DEVENDRA BANHART with BLACK BELT EAGLE SCOUT
Tickets On Sale Now!
Indie 102.3 and Twist & Shout Present
- Devendra Banhart has partnered with PLUS1 so that $1 from every ticket sold will go to World Central Kitchen's effort to provide hot, nutritious meals to Venezuelan refugees.
- Ages 15+ without a parent.
- All tickets are non-exchangeable and non-refundable following purchase.
- Listed price does not include tax and service charge.
- NO BAGS.
- All tickets are General Admission (GA) with limited seating available. If you require accessible seating or other accommodations, please purchase your GA tickets and reach out to Daniel@z2ent.com to help us make your visit as enjoyable as possible.
Banhart emerged seemingly out of nowhere in 2002 with his first CD collection, Oh Me Oh My…The Way the Day Goes By the Sun Is Setting Dogs Are Dreaming Lovesongs of the Christmas Spirit, compiled by Swans frontman Michael Gira for his Young God label from homemade recordings the itinerant Banhart had amassed as he traveled the world. He was born Devendra Obi Banhart in Houston, Texas, but spent his childhood in Caracas, Venezuela; as a teenager, his family returned to the States, relocating in Southern California, where he soon became enamored of skateboard culture. “Ballad of Keenan Milton,” in fact, is an homage to the legendary skateboarder, who died tragically in 2001 in a freak accident.
Music was always a passion for Banhart, and he discovered it in ways both magical and haphazard. As a boy in Caracas, says Banhart, “I was surrounded by salsa, merengue, cumbia, some bossa nova—that was ubiquitous, you’d hear it on any street.” In what could be an excerpt from a David Sedaris monologue, Banhart claims he found his own voice one day when he was home alone and impetuously donned one of his mother’s dresses, grabbed her hair brush and started to sing. What came out was a prepubescent sound he could call his own, a touchstone, something that echoed, years later, in the falsetto of his early albums. In high school, Banhart became obsessed with rocksteady, bluebeat, and ska, which he’d learned about via skateboarding videos.
Finishing high school, he thought he would pursue a visual arts career so he enrolled at the San Francisco Art Institute, but he soon dropped out in favor of exploring music.
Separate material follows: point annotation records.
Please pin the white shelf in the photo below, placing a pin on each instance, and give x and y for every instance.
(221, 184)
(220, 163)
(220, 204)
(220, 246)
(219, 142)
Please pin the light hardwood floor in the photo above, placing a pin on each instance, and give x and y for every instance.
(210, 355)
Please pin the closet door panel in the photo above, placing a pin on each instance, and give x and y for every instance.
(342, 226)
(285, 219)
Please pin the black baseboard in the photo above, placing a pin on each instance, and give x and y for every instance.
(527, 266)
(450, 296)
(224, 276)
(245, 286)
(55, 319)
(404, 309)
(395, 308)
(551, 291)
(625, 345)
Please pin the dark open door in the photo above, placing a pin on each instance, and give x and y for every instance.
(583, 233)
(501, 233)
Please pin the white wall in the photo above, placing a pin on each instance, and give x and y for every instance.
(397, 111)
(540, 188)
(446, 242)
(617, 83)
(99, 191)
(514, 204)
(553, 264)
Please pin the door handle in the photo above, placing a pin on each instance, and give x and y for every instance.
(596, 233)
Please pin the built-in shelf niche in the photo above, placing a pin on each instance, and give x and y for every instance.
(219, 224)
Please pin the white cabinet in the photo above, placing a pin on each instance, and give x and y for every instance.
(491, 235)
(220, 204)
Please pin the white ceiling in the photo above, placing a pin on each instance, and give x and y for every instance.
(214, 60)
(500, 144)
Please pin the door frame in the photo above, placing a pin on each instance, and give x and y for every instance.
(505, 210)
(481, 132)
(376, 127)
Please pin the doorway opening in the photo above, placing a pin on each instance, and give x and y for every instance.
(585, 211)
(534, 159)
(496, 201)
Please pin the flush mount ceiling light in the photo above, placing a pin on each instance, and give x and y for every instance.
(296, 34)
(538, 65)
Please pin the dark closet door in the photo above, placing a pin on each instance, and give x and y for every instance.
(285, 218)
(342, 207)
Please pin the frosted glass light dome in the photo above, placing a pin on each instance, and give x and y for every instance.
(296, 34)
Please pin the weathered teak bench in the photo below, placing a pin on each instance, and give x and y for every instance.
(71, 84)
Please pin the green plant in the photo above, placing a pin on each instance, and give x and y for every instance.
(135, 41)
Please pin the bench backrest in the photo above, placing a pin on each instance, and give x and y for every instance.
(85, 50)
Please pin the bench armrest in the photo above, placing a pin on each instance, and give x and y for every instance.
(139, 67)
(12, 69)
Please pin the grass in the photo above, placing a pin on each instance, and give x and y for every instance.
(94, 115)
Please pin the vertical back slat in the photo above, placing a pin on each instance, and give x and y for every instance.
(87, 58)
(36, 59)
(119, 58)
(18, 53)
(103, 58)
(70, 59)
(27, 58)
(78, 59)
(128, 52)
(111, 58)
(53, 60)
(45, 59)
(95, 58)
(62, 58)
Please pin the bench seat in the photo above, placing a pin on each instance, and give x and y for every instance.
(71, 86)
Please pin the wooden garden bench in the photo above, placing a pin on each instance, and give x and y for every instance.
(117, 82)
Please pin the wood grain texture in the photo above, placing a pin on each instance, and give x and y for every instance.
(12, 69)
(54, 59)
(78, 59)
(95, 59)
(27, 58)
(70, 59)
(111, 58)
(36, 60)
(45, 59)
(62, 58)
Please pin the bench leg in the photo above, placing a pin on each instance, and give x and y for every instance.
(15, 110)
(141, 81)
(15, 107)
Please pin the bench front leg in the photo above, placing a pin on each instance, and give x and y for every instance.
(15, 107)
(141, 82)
He has, however, successfully maintained a parallel career as a painter: Banhart’s distinctive, minutely inked, often enigmatic drawings have appeared in galleries all over the world, including the Art Basel Contemporary Art Fair in Miami; the San Francisco Museum of Modern Art; the Palais des Beaux-Arts in Brussels; and Los Angeles’ Museum of Contemporary Art. He has created the cover art for most of his records, and in 2010 his artwork and packaging for What Will We Be was nominated for a Grammy.
San Francisco had an indelible influence on Banhart; the flamboyant dressing he adopted that entranced the fashion crowd (and fueled the “freak folk” and “New Weird America” labels the press attached to him) was inspired in part by the seriously subversive cross-dressing culture of San Francisco’s legendary performance troupe the Cockettes.
Like Nonesuch label-mates Caetano Veloso and David Byrne, with whom he shared a stage at Carnegie Hall, Banhart has embraced an astonishingly wide range of musical ideas, from folk to blues to the avant garde. He extols the late Arthur Russell, a relentlessly eclectic artist who was impossible to pigeonhole in his brief lifetime, and Banhart has brought back into the spotlight forgotten artists like late-’60s singer Vashti Bunyan, whose psychedelic folk he championed. He has collaborated with Brazilian legends Os Mutantes, the Swans, Antony and the Johnsons, and Beck, among others, and has engaged in art projects like conceptualist Doug Aitken’s monumental 2012 Song 1 video installation on the façade of the Hirschhorn Museum in Washington, DC.
For Banhart, his career remains “an adventure and an exploration.” Banhart admits, “I don’t really take care of my voice, but, just like with playing guitar, you get more familiar with it, and you get better at it. I’ve always said that I’m very good at not knowing how to play the guitar but, really, it’s just that I’m very comfortable with the utter uncertainty of my approach.”